The weak-to-strong generalization phenomenon is the driver for important machine learning applications including highly data-efficient learning and, most recently, performing superalignment. While decades of research have resulted in numerous algorithms that produce strong empirical performance, understanding what aspects of data enable weak-to-strong generalization has been understudied. We propose a simple data-centric mechanism that characterizes weak-to-strong generalization: the overlap density. Intuitively, generalization tracks the number of points that contain overlaps, i.e., both easy patterns (learnable by a weak model) and challenging patterns (only learnable by a stronger model), as with such points, weak predictions can be used to learn challenging patterns by stronger models. We provide a practical overlap detection algorithm to find such points in datasets and leverage them to learn, among multiple sources of data, which to query when seeking to maximize overlap density and thereby enhance weak-to-strong generalization. We present a theoretical result showing that the generalization benefit is a function of the overlap density and a regret bound for our data selection algorithm. Empirically, we validate the mechanism and the overlap detection algorithm on a wide array of settings.

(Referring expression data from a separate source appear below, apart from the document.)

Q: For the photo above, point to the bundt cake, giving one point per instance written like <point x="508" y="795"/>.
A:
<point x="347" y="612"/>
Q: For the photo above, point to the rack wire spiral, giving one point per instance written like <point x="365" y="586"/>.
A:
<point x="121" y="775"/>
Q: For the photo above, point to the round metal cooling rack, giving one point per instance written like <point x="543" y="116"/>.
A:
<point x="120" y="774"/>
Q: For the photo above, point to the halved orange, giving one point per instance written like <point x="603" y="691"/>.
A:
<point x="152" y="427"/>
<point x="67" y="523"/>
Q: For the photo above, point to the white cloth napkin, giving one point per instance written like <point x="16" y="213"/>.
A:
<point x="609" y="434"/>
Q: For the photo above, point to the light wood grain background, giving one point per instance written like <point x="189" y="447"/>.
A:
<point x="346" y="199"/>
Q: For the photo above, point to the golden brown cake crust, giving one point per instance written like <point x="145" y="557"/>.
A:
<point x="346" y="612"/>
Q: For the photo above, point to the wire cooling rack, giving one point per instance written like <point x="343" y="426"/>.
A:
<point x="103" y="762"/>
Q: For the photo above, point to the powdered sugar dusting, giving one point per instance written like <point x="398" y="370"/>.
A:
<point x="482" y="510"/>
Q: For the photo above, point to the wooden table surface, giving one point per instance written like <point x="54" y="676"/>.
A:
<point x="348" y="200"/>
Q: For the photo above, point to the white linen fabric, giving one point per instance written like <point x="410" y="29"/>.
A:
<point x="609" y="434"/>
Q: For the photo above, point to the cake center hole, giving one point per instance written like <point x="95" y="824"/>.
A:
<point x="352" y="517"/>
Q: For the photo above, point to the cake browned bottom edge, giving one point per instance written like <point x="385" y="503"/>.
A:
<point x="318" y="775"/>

翻译：弱监督到强监督泛化现象是推动重要机器学习应用的关键驱动力，包括高数据效率学习以及近期备受关注的超对齐任务。尽管数十年的研究已催生出众多具备强大实证性能的算法，但对于数据中哪些特性能够促成弱监督到强监督泛化的理解仍显不足。我们提出一种简洁的数据中心机制来刻画弱监督到强监督泛化：重叠密度。直观而言，泛化性能与数据集中包含重叠模式的数据点数量相关——这些数据点同时包含简单模式（可由弱模型学习）与困难模式（仅能由更强模型学习）。借助此类数据点，强模型可利用弱模型的预测结果来学习困难模式。我们提出一种实用的重叠检测算法，用于在数据集中识别此类数据点，并基于该算法设计数据选择策略，从而在多源数据中筛选能够最大化重叠密度、进而提升弱监督到强监督泛化性能的查询样本。我们给出了理论结果，证明泛化收益是重叠密度的函数，并为数据选择算法提供了遗憾界。最后，我们在多种实验场景中验证了该机制与重叠检测算法的有效性。